Blending Geodetic Observations and Deformation Hypotheses
Publications on Geodesy 92
2018, 232 pages.
The subject of this study is deformation analysis of the earth’s surface (or part of it) and spatial objects on, above or below it. Such analyses are needed in many domains of society. Geodetic deformation analysis uses various types of geodetic measurements to substantiate statementsabout changes in geometric positions.
Professional practice, e.g. in the Netherlands, regularly applies methods for geodetic deformation analysis that have shortcomings, e.g. because the methods apply substandard analysis models or defective testing methods. These shortcomings hamper communication about the results of deformation analyses with the various parties involved. To improve communication solid analysis models and a common language have to be used, which requires standardisation.
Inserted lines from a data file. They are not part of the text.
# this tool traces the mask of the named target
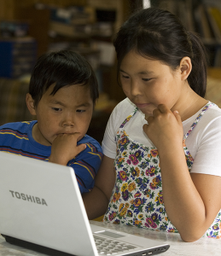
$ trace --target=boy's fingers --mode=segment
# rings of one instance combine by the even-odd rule
[[[79,144],[77,147],[77,154],[79,154],[81,151],[84,150],[85,148],[86,148],[86,145],[85,144]]]

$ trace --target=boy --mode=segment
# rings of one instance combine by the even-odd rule
[[[94,186],[100,144],[86,135],[98,85],[90,65],[79,54],[43,55],[32,73],[26,105],[37,120],[0,127],[0,150],[73,166],[81,193]]]

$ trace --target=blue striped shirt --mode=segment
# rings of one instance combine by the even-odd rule
[[[0,126],[0,151],[48,161],[51,147],[42,145],[32,137],[32,127],[36,122],[9,123]],[[80,191],[84,193],[94,187],[102,151],[99,143],[88,135],[78,142],[78,144],[82,143],[86,145],[86,148],[71,160],[67,166],[73,168]]]

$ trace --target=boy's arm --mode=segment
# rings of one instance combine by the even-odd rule
[[[108,206],[115,183],[113,159],[103,156],[101,167],[95,178],[94,189],[82,195],[89,219],[103,215]]]

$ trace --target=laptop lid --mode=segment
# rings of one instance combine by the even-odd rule
[[[1,234],[70,254],[98,255],[72,167],[5,152],[0,152],[0,163]],[[91,226],[95,233],[107,236],[103,228]],[[106,234],[113,236],[109,231]],[[136,243],[137,237],[140,252],[159,247],[159,253],[169,247],[117,233],[124,241]],[[9,241],[20,245],[18,241]]]

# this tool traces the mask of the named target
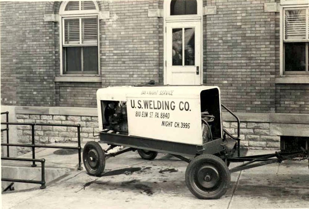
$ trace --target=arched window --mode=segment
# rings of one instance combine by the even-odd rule
[[[197,14],[196,0],[172,0],[171,15],[196,15]]]
[[[59,13],[62,74],[98,74],[98,12],[95,2],[62,4]]]

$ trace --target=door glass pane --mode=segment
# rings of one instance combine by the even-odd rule
[[[98,71],[97,46],[84,46],[83,48],[83,59],[84,71]]]
[[[182,65],[182,29],[173,28],[172,33],[173,65]]]
[[[63,47],[63,53],[66,58],[65,64],[66,64],[67,71],[80,71],[81,67],[81,47]]]
[[[306,71],[306,43],[284,43],[284,69],[286,71]]]
[[[170,15],[195,15],[197,13],[196,0],[172,0]]]
[[[79,44],[79,19],[64,20],[64,43],[66,44]]]
[[[185,65],[194,65],[194,28],[185,28]]]

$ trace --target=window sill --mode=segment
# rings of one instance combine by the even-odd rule
[[[55,77],[55,82],[93,82],[101,83],[101,77],[98,76],[66,76]]]
[[[309,84],[309,76],[289,76],[277,78],[276,84]]]

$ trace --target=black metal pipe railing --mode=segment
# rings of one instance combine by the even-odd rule
[[[2,160],[16,160],[17,161],[40,162],[41,163],[42,165],[42,169],[41,169],[41,181],[40,181],[2,177],[1,177],[1,180],[2,181],[13,181],[14,182],[20,182],[24,183],[38,184],[41,185],[41,186],[40,187],[40,189],[45,189],[46,188],[46,186],[45,185],[45,159],[44,158],[42,158],[42,159],[32,159],[31,158],[10,158],[8,157],[2,157],[1,159]]]
[[[35,159],[35,149],[36,147],[56,148],[58,149],[69,149],[77,150],[78,150],[78,167],[77,169],[79,170],[81,170],[82,169],[81,157],[81,147],[80,145],[80,124],[53,124],[35,123],[9,123],[7,122],[2,122],[1,124],[6,124],[7,126],[8,126],[8,127],[9,125],[30,125],[31,127],[32,137],[32,143],[31,144],[10,143],[9,142],[8,140],[7,141],[6,143],[2,143],[1,145],[2,146],[6,146],[8,148],[10,146],[20,146],[31,147],[32,152],[32,159]],[[77,146],[57,146],[55,145],[36,144],[35,136],[35,126],[38,125],[50,126],[65,126],[67,127],[76,127],[77,128]],[[36,162],[36,161],[34,160],[32,161],[32,165],[31,166],[32,167],[35,167],[36,166],[36,165],[35,164]]]
[[[1,115],[3,115],[5,114],[6,115],[6,123],[9,122],[9,112],[8,111],[6,111],[6,112],[3,112],[1,113]],[[6,128],[3,128],[1,129],[1,131],[2,132],[4,131],[6,131],[6,143],[9,143],[9,124],[6,124]],[[6,146],[6,156],[9,157],[10,157],[10,149],[8,146]]]
[[[226,110],[228,112],[230,113],[231,115],[234,116],[236,119],[236,120],[237,121],[237,138],[235,138],[232,136],[231,134],[225,129],[224,129],[223,130],[230,137],[234,139],[237,140],[237,155],[238,157],[240,157],[240,120],[239,120],[239,118],[235,115],[235,113],[232,112],[231,110],[228,108],[225,105],[221,104],[221,106]]]

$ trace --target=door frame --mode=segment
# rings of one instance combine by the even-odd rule
[[[167,83],[167,41],[166,41],[166,22],[185,22],[191,21],[199,21],[200,23],[200,83],[203,84],[204,76],[204,66],[203,65],[203,57],[204,46],[203,43],[203,1],[196,0],[197,3],[197,13],[196,15],[170,15],[170,2],[171,0],[164,0],[163,4],[163,81],[164,85]]]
Operational demands for geodetic deformation analysis are the reason to formulate in this study seven characteristic elements that a solid analysis model needs to possess. Such a model can handle time series of several epochs. It analyses only size and form, not position and orientation of the reference system; and datum points may be under influence of deformation. The geodetic and physical models are combined in one adjustment model. Full use is made of available stochastic information. Statistical testing and computation of minimal detectable deformations is incorporated. Solution methods can handle rank deficient matrices (both model matrix and cofactor matrix).
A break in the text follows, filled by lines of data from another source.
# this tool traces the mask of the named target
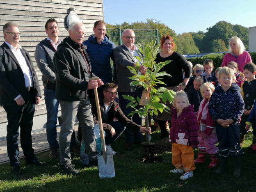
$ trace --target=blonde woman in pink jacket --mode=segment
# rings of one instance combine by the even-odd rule
[[[227,66],[229,63],[233,61],[238,64],[238,70],[243,71],[245,65],[252,62],[251,55],[245,51],[244,43],[239,37],[233,37],[229,40],[229,51],[223,58],[221,66]]]

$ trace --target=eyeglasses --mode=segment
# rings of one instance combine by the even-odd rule
[[[110,95],[112,95],[114,94],[114,95],[116,96],[117,95],[117,92],[116,92],[115,93],[113,93],[113,92],[108,91],[105,91],[108,92]]]
[[[127,40],[130,39],[130,38],[131,39],[134,39],[135,38],[135,37],[129,37],[129,36],[126,36],[126,37],[123,36],[123,37],[125,37],[125,38]]]
[[[75,33],[76,33],[76,34],[78,35],[80,35],[80,34],[82,34],[82,35],[83,36],[84,36],[85,35],[85,33],[80,33],[79,32],[77,32]]]
[[[19,36],[20,35],[21,35],[21,33],[10,33],[9,32],[6,32],[5,33],[9,33],[9,34],[11,34],[13,36],[14,36],[16,34],[17,34],[18,35],[18,36]]]

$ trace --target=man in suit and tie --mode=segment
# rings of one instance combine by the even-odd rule
[[[138,48],[134,44],[135,34],[134,32],[130,29],[127,29],[123,32],[122,40],[123,44],[116,47],[114,50],[114,57],[116,61],[117,66],[117,84],[118,85],[118,95],[120,107],[124,115],[130,118],[128,115],[133,109],[130,107],[126,108],[126,105],[130,101],[125,99],[123,95],[130,95],[134,98],[137,97],[141,98],[143,91],[142,87],[138,87],[136,86],[131,86],[130,84],[133,80],[128,78],[133,75],[127,67],[135,67],[136,62],[138,61],[135,56],[141,56]],[[146,69],[140,63],[138,73],[144,74],[146,72]],[[139,108],[139,105],[137,107]],[[141,126],[142,118],[138,114],[133,114],[132,120],[137,125]],[[126,139],[125,148],[128,151],[133,149],[132,142],[133,133],[134,137],[134,143],[140,144],[142,140],[142,133],[137,131],[126,128],[123,132]]]
[[[20,175],[18,137],[26,163],[45,165],[39,161],[32,147],[31,130],[35,104],[41,98],[39,83],[28,52],[18,43],[18,26],[8,23],[3,27],[5,42],[0,46],[0,105],[6,112],[7,151],[11,172]]]

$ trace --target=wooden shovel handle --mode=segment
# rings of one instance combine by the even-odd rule
[[[91,80],[96,80],[99,79],[98,77],[91,78],[89,79],[89,81]],[[102,151],[103,153],[106,153],[106,145],[105,144],[105,138],[104,136],[104,131],[103,130],[103,126],[102,125],[102,119],[101,118],[101,107],[100,107],[100,102],[98,96],[98,91],[97,89],[94,89],[94,95],[95,96],[95,101],[96,102],[96,107],[97,107],[97,113],[98,114],[98,121],[100,126],[100,134],[101,140],[101,144],[102,146]]]

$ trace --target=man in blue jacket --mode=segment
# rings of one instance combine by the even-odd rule
[[[99,77],[104,85],[106,85],[112,82],[110,58],[114,62],[113,65],[115,68],[113,53],[116,46],[106,34],[106,23],[103,21],[97,21],[94,23],[93,31],[94,34],[90,35],[83,44],[87,46],[86,51],[91,64],[92,73]],[[115,71],[114,69],[114,80],[116,79]],[[104,87],[101,86],[98,89],[98,92],[102,96]]]

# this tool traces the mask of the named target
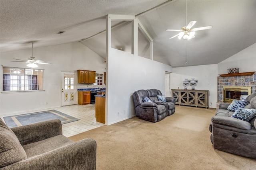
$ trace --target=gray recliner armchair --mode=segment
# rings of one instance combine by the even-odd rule
[[[74,142],[59,119],[10,129],[0,119],[0,170],[95,170],[96,142]]]
[[[256,93],[249,96],[245,101],[249,104],[243,109],[239,109],[241,114],[237,117],[240,119],[248,117],[246,112],[248,113],[248,110],[252,113],[256,111]],[[248,121],[234,117],[232,116],[236,113],[229,109],[230,106],[229,103],[220,103],[216,115],[212,118],[209,129],[212,133],[210,139],[213,147],[256,158],[256,116],[248,119]]]
[[[156,122],[175,111],[175,98],[164,98],[159,90],[140,90],[134,92],[132,97],[136,116],[142,119]]]

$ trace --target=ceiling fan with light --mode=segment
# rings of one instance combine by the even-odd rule
[[[169,39],[178,37],[180,39],[183,37],[183,39],[190,39],[195,37],[195,31],[196,31],[203,30],[204,29],[210,29],[212,28],[212,25],[206,26],[206,27],[200,27],[198,28],[192,28],[192,27],[196,22],[196,21],[190,21],[186,26],[183,27],[181,29],[166,29],[165,31],[170,31],[180,32],[178,34],[170,37]],[[187,23],[187,1],[186,1],[186,24]]]
[[[21,60],[20,59],[13,59],[14,60],[18,60],[18,61],[12,61],[14,62],[26,62],[28,64],[27,65],[29,67],[31,68],[36,68],[38,66],[37,64],[51,64],[51,63],[46,63],[45,61],[42,60],[36,60],[34,57],[33,56],[33,44],[34,42],[32,42],[32,56],[30,57],[28,59],[28,60]]]

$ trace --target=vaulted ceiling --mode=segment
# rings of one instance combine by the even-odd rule
[[[1,53],[31,48],[31,41],[34,47],[80,42],[106,58],[109,14],[136,16],[154,40],[154,60],[174,67],[218,63],[256,43],[253,0],[188,0],[186,23],[184,0],[0,0],[0,8]],[[193,27],[213,27],[190,40],[169,39],[177,32],[165,29],[192,20]],[[123,22],[113,28],[112,46],[130,53],[131,23]],[[138,44],[139,55],[149,58],[149,43],[140,32]]]

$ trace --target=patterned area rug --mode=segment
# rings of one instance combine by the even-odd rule
[[[4,117],[10,128],[57,119],[61,121],[61,124],[80,120],[55,110]]]

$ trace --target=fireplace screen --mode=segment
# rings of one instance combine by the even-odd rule
[[[231,103],[233,100],[240,99],[241,95],[249,95],[251,93],[251,87],[223,87],[223,102]]]

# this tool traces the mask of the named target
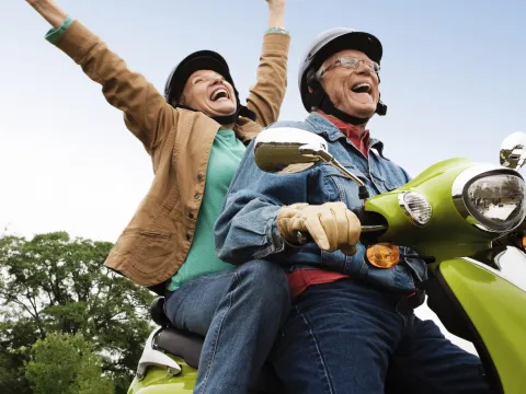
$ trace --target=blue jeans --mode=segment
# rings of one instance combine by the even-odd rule
[[[285,271],[265,260],[184,283],[167,300],[175,327],[205,336],[194,393],[245,394],[290,312]]]
[[[287,394],[490,393],[478,357],[407,299],[353,279],[298,296],[272,360]]]

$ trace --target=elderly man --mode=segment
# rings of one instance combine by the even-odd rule
[[[299,72],[309,117],[272,126],[322,136],[371,196],[409,181],[367,130],[370,117],[387,111],[378,90],[381,55],[370,34],[322,33]],[[389,267],[367,257],[350,210],[361,205],[357,185],[327,164],[264,173],[251,148],[216,224],[216,250],[235,264],[263,258],[288,271],[293,312],[273,351],[286,392],[488,393],[480,360],[413,313],[424,298],[425,263],[403,246],[393,247],[399,258]],[[315,242],[298,245],[298,231]]]

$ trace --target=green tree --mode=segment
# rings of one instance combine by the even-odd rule
[[[24,381],[31,351],[22,350],[37,339],[82,334],[103,355],[115,392],[126,392],[150,331],[152,294],[103,266],[111,246],[66,232],[0,237],[0,350],[10,375],[16,370]]]
[[[80,334],[49,334],[33,345],[25,375],[35,394],[113,394],[101,358]]]

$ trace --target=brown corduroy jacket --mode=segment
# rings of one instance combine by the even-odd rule
[[[240,117],[238,138],[248,142],[276,121],[285,96],[290,37],[267,33],[258,81],[247,106],[256,123]],[[142,286],[171,278],[186,258],[195,232],[210,148],[220,125],[208,116],[173,108],[140,73],[130,71],[96,35],[75,21],[56,44],[102,85],[110,104],[151,157],[155,178],[105,265]]]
And, finally, a search for the best hypothesis/model is implemented. Because a geodetic deformation analysis model with all seven elements does not exist, this study develops such a model.
For effective standardisation geodetic deformation analysis models need: practical key performance indicators; a clear procedure for using the model; and the possibility to graphically visualise the estimated deformations.
This study shows that key performance indicators can be derived from the method of hypothesis formulation and testing, and from rejection criteria. They can also stem from the description of the test quality by means of minimal detectable deformations. A clear procedure is possible, if an unambiguous way is provided to distinguish the observation noise, the deformation signal with zero mean in time, and the deformation trend from each other. The graphical visualisation, finally, demands clearly defined quantities that are sensitive only to the deformations of the object at hand and not to changes in, e.g., the reference system.
In this study I propose a geodetic deformation analysis model, which is built around a least-squares adjustment model. Two adjustment models are developed in this study: one model uses geodetic measurements in the observation vector. In the other model this vector holds pre-computed coordinates, which follow from separate adjustments per epoch. The parameter vector holds, for both models, the final coordinates. Both models yield the same adjustment results. The choice, which one to use, depends on the professional context in which the model is used.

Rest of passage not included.